I was happy when my family finally left and Sue and Val joined me.
“So now what?” The tears welled up again. “What do I do next?”
“I don’t know, sweetie.” Sue took me by the hand. “But we’re here for you, whatever you need.”
“Whatever!” Val echoed the sentiment and took my other hand. I felt mildly better knowing that they were there for me. I thought back to the time that Val and I had rallied around Sue when she’d found her boyfriend in bed, literally, with another woman. At the time she didn’t think she would survive the pain and humiliation, but she’d come through it fine. More than fine, actually, she’d recently landed a job as an intern at a glamorous magazine where she got copious amounts of free face cream. And she’d just started dating a med student.
Maybe I would be okay, too? One day.
But right now, the future looked pretty damn bleak.
What the hell had happened?
Maybe he was having an affair? But how? We practically lived together. Maybe it was something more benign; perhaps he was just scared? Or maybe he was worried about marrying a woman he’d never taken out for a test drive. I wasn’t exactly the most sexual person, and I had also liked the idea of losing my virginity on my wedding night.
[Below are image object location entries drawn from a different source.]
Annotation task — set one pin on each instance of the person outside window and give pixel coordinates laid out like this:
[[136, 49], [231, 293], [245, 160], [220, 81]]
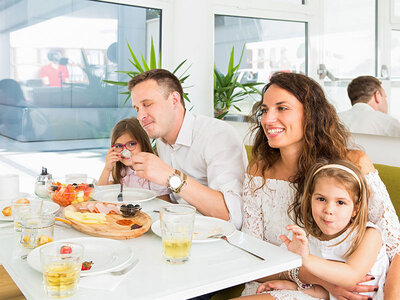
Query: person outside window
[[55, 73], [369, 109]]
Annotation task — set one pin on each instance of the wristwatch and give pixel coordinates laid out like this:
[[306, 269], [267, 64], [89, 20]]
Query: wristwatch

Twenty-three and still a virgin! It all seemed so stupid and pathetic now in the face of so many maybes.
I dismembered another jelly bean and that’s when I noticed my engagement ring. The perfect, two-carat, heart-shaped diamond made my stomach churn, and I ripped it off my finger, leaving a red mark behind. We all stared at it for a moment in absolute silence, and then Val spoke.
“Pawn it. Sell it and buy yourself something awesome. Like a Porsche sports car.” Michael was pretty flashy with money, and my ring was no exception.